NASA Dismisses Russia Departing ISS: 'We've Seen Their Public Comments'

Russia is due to pull out of the International Space Station (ISS) after it fulfills its commitments up to 2024, the country's new top space official has said. However, NASA said it is yet to receive an official notice.

The news that Russia will no longer participate in the ISS program was reported by Russian media on Tuesday following a meeting between Yuri Borisov, director of Russia's Roscosmos space agency, and Russian President Vladimir Putin.

In that meeting, Borisov reportedly told Putin that while Russia will continue to work on the ISS until 2024, "the decision and the withdrawal from this station after 2024 have been made," according to Russian news outlet Gazeta.Ru.

The news outlet also reported that Putin's press secretary, Dmitry Peskov, had said the decision to leave the ISS had been made even earlier, suggesting it has only just now been publicly stated.

International Space Station
A photo of the International Space Station (ISS) seen from the NASA Space Shuttle Endeavor in May 2011. Russia is reportedly due to pull out of the ISS after 2024. NASA/Getty

There has been much speculation about Russia's future role in the ISS as international tensions with the country flare over its ongoing invasion of Ukraine.

Borisov's outspoken predecessor, Dmitry Rogozin, had made headlines earlier this year after making incendiary remarks about the ISS, including that it would plummet without Russia's continued maintenance. Rogozin also said work towards a Russian independent space station was ongoing.

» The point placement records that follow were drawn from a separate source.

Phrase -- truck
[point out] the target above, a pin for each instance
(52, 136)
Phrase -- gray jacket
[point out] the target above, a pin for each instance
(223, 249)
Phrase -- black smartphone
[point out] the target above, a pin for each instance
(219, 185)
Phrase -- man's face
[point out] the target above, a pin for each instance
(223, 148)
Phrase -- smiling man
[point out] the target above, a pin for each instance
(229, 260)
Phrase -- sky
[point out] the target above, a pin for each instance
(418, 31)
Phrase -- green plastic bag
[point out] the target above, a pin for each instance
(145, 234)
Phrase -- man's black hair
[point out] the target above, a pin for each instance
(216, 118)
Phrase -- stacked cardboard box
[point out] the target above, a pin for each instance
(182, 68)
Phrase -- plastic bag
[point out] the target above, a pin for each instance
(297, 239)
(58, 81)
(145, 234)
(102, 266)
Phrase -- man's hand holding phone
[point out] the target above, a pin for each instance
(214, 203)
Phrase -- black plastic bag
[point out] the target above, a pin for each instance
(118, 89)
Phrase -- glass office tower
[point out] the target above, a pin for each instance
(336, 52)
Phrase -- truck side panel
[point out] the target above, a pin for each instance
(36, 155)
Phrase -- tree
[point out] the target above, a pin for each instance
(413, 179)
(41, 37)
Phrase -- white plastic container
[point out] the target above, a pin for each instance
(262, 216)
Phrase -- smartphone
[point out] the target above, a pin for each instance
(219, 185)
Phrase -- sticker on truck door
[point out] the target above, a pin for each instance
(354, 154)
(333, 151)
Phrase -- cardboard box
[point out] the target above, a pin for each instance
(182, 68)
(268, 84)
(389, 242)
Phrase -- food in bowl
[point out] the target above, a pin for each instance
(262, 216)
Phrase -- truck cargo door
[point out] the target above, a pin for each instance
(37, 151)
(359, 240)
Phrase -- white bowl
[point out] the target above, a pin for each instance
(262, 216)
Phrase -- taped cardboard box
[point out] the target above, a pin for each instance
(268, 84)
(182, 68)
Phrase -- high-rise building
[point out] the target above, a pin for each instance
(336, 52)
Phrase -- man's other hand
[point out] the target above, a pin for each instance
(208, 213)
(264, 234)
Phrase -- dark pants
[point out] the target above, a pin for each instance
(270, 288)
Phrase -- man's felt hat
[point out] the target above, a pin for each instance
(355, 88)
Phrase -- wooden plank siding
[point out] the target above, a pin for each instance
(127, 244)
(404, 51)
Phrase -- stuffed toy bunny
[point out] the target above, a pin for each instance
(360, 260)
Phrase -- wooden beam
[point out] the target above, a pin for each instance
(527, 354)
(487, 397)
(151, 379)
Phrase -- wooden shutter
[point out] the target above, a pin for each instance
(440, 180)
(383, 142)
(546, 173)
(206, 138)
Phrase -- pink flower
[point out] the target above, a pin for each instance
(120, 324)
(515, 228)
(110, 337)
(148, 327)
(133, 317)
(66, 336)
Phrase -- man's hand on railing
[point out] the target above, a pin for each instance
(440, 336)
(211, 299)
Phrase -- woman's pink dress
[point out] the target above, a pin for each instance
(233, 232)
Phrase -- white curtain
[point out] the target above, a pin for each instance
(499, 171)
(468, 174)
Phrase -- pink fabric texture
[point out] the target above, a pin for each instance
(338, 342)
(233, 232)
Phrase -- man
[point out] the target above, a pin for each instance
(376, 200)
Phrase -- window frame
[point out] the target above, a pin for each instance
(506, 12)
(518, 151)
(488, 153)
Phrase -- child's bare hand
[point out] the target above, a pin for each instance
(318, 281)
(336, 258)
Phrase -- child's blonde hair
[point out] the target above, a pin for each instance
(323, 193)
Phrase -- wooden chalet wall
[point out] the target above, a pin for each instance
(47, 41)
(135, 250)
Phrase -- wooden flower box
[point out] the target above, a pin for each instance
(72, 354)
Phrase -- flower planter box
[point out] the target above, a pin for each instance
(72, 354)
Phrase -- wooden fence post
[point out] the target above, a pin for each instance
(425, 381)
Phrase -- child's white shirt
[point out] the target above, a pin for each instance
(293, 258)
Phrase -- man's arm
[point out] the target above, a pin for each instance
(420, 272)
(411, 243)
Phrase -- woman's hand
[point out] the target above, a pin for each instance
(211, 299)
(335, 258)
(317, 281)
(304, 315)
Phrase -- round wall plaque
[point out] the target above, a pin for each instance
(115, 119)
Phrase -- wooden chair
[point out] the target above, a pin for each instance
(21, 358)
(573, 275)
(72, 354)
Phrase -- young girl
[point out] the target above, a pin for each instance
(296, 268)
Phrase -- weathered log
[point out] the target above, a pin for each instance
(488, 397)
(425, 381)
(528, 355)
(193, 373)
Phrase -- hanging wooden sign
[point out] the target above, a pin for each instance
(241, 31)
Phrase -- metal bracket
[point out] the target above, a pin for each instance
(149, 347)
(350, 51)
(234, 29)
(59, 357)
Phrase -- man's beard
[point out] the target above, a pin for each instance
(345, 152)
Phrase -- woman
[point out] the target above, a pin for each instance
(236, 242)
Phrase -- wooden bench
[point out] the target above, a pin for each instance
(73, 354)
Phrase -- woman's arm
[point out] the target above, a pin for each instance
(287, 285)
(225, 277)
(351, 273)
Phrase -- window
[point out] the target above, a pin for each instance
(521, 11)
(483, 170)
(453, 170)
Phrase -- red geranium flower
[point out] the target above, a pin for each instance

Despite this, Russia had said it would continue to carry out its obligations aboard the ISS until 2024 and had not—until now—definitively said it would leave afterwards.

Amid the media reports about Borisov's statement, NASA has said it still has not received any official confirmation of Russia's ISS intentions post-2024.

A statement from NASA administrator Bill Nelson shared to Newsweek via email read that the space agency "has not been made aware of decisions from any of the [ISS] partners, though we are continuing to build future capabilities to assure our major presence in low-Earth orbit."

According to Russian news agency TASS, National Security Council communications official John Kirby said on Wednesday that the White House has "seen their [Borisov's] public comments." However, he added: "But I can tell you, the Russian government has not formally notified the United States of any intention to withdraw from the International Space Station."

In addition, State Department spokesperson Ned Price said in a news briefing on Tuesday that "we were taken by surprise" by Borisov's statement, adding: "We've seen Russia's statement that it plans to leave the ISS after 2024. It's an unfortunate development given the critical scientific work performed at the ISS, the valuable professional collaboration our space agencies have had over the years, and especially in light of our renewed agreement on spaceflight cooperation."

Newsweek has contacted the European Space Agency (ESA)—another key ISS partner—for comment.

The ISS has operated in Earth orbit for over 20 years and has been continuously manned since November 2000. It has always been a heavily cooperative venture with funding and maintenance coming from five different space agencies from 15 countries.

Russia has been a key partner, responsible for maintaining ISS orbit and—from the end of the space shuttle program in 2011 until SpaceX's first ISS launch in 2020—had been the sole operator of space capsules to transport astronauts and cosmonauts to and from the station.